If you put those in environment variables as described in Configure an S3 compatible object storage provider for uploads then you can restore your site to a new server from the command line with only your yml file.

The rest seems like a good plan.

shyguy

discourse restore <backup.tar.gz>

this will look in your bucket if you have the env vars set? pretty cool if so.
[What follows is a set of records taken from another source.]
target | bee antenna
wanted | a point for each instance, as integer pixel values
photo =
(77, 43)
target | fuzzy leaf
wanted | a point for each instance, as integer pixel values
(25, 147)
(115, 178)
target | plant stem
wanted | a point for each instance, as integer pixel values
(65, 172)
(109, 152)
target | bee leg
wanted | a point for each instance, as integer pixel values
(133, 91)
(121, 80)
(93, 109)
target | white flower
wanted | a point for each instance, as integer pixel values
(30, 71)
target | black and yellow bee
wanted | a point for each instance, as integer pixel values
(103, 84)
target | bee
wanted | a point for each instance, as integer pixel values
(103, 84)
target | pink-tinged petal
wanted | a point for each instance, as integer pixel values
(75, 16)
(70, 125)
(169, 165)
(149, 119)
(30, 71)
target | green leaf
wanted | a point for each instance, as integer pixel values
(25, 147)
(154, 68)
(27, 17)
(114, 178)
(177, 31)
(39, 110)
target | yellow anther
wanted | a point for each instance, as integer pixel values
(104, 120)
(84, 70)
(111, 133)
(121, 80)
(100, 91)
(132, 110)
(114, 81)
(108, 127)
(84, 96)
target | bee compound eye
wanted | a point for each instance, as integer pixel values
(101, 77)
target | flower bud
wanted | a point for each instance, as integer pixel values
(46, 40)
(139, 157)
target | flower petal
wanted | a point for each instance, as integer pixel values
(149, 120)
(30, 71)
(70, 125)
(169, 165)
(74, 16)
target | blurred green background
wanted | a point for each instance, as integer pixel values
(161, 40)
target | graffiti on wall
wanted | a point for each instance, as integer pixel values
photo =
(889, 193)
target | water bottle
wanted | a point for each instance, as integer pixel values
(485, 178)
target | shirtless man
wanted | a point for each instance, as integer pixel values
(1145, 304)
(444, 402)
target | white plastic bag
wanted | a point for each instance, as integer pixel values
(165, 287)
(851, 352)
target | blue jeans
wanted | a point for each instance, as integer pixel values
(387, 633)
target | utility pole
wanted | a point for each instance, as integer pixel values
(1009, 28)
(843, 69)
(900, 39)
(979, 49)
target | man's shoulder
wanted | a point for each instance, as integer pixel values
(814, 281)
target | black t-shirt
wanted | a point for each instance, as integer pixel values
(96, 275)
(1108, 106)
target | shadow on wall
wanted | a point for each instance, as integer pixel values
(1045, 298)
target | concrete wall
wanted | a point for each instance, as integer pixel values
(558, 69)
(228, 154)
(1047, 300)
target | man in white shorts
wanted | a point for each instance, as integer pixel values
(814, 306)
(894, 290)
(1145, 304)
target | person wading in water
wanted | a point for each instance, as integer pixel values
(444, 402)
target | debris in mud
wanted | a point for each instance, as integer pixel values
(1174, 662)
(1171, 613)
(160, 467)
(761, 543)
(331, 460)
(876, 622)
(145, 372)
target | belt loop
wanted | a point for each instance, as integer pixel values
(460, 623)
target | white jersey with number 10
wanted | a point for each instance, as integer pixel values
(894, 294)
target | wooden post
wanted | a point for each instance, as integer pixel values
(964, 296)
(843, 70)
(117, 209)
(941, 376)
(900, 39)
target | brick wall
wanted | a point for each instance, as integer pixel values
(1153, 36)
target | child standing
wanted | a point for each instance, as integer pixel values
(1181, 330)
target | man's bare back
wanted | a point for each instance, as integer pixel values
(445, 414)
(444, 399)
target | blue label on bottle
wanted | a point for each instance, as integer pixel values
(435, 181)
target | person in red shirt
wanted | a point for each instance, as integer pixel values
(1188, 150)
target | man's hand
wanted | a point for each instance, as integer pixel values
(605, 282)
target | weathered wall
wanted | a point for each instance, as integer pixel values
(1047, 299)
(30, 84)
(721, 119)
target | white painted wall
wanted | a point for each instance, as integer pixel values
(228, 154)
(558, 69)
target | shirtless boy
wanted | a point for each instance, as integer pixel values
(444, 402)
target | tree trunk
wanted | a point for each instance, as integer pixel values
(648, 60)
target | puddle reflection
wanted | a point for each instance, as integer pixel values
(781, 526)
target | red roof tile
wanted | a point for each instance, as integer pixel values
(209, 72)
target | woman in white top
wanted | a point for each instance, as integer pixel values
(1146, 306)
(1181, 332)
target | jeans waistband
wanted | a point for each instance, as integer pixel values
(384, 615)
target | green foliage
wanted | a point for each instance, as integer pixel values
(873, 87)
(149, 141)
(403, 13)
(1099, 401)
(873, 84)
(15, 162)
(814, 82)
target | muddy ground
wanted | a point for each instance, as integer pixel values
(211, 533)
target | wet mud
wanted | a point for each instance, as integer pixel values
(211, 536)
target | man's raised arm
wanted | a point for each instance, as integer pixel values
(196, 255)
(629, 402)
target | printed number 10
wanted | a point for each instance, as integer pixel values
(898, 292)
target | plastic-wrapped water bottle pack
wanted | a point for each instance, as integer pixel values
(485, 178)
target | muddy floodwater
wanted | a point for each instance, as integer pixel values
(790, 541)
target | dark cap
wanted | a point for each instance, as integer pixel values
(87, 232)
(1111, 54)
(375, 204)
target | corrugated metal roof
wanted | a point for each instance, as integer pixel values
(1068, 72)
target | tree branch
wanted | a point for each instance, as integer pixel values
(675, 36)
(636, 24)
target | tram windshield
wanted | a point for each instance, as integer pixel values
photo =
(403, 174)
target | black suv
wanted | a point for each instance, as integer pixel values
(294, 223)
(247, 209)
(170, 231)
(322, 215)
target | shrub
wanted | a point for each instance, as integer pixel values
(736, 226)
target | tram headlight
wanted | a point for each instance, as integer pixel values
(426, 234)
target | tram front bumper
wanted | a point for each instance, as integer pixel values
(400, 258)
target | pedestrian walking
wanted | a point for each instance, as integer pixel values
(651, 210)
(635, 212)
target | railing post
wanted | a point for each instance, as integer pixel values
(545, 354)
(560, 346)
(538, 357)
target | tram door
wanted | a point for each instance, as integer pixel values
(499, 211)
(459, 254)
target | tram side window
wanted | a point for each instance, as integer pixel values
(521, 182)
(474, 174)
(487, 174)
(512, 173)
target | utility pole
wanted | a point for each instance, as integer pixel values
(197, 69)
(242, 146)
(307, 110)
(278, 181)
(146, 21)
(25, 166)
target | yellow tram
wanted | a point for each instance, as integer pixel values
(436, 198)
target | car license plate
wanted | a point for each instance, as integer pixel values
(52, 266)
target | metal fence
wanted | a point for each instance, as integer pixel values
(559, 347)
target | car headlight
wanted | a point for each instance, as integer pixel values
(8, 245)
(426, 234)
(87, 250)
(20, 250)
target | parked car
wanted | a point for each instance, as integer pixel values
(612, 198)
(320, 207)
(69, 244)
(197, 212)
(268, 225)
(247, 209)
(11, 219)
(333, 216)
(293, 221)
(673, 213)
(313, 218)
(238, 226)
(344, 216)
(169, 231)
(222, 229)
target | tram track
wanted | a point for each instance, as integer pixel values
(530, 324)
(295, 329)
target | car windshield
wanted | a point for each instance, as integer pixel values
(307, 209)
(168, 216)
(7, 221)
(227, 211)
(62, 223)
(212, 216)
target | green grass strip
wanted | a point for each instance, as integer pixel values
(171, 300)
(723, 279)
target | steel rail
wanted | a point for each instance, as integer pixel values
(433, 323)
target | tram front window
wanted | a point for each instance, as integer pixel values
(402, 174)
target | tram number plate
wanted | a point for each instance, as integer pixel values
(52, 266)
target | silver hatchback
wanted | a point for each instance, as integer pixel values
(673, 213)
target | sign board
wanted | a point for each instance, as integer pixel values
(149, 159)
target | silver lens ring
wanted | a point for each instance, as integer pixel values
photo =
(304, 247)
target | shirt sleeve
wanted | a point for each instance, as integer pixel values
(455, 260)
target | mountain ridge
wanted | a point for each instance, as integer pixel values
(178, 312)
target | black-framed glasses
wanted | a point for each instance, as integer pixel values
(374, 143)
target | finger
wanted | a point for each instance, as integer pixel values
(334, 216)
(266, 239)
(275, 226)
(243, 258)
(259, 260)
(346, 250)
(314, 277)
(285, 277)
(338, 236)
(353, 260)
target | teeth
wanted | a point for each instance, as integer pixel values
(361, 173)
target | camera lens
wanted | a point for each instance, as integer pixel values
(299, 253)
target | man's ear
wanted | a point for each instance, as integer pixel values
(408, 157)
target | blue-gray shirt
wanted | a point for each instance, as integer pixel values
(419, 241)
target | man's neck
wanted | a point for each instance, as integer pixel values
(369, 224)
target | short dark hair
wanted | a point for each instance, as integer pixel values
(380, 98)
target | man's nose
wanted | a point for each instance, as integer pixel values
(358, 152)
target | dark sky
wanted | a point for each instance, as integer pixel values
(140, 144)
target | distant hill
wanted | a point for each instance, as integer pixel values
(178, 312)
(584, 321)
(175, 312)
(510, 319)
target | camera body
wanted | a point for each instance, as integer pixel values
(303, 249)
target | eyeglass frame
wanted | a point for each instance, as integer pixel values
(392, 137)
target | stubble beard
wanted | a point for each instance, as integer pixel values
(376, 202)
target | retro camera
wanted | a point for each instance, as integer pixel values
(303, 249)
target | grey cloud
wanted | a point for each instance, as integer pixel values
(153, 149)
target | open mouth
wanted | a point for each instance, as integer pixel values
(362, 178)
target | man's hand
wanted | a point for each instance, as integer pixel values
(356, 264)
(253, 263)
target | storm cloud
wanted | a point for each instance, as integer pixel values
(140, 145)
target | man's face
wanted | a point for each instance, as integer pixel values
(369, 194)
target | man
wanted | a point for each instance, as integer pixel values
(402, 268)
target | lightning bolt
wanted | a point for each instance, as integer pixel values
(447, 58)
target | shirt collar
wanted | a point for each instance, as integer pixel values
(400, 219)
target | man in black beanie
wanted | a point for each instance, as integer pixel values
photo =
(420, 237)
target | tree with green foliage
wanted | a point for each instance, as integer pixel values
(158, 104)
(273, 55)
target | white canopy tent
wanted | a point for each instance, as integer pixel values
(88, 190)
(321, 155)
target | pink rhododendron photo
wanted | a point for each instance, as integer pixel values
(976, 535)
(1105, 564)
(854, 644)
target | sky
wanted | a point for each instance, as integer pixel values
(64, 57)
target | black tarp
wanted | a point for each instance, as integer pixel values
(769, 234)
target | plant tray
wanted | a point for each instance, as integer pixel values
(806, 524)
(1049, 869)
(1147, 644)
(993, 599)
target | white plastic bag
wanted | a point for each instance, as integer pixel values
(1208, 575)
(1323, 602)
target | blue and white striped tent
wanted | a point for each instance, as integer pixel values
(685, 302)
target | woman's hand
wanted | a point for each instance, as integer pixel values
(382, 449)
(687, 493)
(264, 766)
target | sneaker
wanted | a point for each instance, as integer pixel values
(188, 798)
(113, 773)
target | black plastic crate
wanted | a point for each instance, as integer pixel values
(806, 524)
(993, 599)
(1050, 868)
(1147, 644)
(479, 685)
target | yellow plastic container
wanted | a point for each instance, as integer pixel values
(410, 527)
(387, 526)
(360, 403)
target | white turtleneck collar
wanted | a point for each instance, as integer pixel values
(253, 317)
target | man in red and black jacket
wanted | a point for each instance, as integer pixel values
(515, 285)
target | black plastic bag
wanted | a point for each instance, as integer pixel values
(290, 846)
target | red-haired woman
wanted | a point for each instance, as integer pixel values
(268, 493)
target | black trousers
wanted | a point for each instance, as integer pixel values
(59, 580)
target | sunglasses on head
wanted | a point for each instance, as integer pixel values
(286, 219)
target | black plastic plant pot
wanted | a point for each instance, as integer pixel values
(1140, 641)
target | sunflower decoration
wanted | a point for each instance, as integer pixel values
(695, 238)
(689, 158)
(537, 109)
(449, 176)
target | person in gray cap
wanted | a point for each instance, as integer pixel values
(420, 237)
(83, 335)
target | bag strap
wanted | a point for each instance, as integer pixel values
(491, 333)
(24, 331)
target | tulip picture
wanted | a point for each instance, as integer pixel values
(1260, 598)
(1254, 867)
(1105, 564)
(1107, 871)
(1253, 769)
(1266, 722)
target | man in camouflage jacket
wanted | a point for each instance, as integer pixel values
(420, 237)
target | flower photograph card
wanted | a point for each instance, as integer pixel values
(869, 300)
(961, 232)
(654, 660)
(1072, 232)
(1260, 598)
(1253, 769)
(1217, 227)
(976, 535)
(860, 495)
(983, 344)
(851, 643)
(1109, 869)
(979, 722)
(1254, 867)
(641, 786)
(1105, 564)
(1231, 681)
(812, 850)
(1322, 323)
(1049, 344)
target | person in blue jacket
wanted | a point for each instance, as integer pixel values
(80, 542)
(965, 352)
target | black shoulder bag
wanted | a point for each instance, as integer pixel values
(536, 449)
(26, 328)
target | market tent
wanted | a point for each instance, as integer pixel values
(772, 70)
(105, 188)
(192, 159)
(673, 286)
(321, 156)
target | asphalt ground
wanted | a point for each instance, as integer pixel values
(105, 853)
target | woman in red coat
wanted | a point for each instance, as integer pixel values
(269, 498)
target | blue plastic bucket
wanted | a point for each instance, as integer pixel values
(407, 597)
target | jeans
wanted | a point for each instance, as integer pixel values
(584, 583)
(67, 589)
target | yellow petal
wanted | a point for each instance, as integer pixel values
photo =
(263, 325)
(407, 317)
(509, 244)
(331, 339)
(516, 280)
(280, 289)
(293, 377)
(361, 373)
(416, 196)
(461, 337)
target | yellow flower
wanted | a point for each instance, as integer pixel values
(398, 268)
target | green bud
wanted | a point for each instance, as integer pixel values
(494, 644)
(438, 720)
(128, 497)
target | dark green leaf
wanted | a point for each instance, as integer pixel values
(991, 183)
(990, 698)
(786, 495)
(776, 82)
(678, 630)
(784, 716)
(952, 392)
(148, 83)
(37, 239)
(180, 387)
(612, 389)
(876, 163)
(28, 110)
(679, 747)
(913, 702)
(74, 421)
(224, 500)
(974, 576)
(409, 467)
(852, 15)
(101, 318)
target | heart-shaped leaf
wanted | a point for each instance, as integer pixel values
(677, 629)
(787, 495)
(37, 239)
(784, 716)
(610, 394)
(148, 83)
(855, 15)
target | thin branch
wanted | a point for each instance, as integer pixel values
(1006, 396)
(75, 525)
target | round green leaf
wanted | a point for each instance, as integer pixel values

and in that case, you could probably also set them manually with export in bash in the unlikely event that you have to recover. that is, if you don’t want to keep secrets in your container yml for some reason.

Crius

Just for confirmation, once I have moved to S3 backups and tested that they works, can I safely delete the content of that folder to reclaim used space?

pfaffman

Yes. If backups are on S3 and you no longer want the backups on the local drive, you can delete them.

hawm

Can I only enable S3 for backups but not files or images upload?

th0rgall

I had the exact same question, and could not find an explicit answer here or in Configure an S3 compatible object storage provider for uploads.

But, I’ve set up Scaleway S3 Object Storage for backups only with these environment variables, and it seems to work. I just made a manual backup to the bucket this way using the Admin dashboard.

# Leaving the below parameters commented out 
# because they configure S3 for uploads/CDN distribution, which we don't want.
# DISCOURSE_USE_S3: true
# DISCOURSE_S3_CDN_URL:
# DISCOURSE_S3_BUCKET: 
DISCOURSE_S3_REGION: nl-ams
DISCOURSE_S3_ENDPOINT: https://s3.nl-ams.scw.cloud
DISCOURSE_S3_ACCESS_KEY_ID: <redacted>
DISCOURSE_S3_SECRET_ACCESS_KEY: <redacted>
DISCOURSE_S3_BACKUP_BUCKET: <redacted>
DISCOURSE_BACKUP_LOCATION: s3

Static assets are still served from my VPS, as expected & desired, and I’m not seeing any errors. I’m not sure if the scheduled backups will work, but if the manual backup worked, they should too.

I’ll add a note to the wiki above that these parameters can be left out if you only want to use S3 for backups, and not for file or image uploads.
Update: it’s not a wiki.
Update 2: it was made a wiki at my request, thanks!

Eviepayne

If I have 2 redundant web containers, how can I ensure only 1 runs a backup?

Lilly

you don’t need to do anything - Discourse handles this automatically - sidekiq and redis will only run the job once, and sidekiq will only grab one of the web containers, but i don’t think you can be sure which one it is on any given backup if you are using local backups.

thus, you should use an external S3 bucket if you aren’t already, otherwise your backup files will likely be randomly stored across the local disks of both containers. using S3 bucket means your backup will always land in the same place.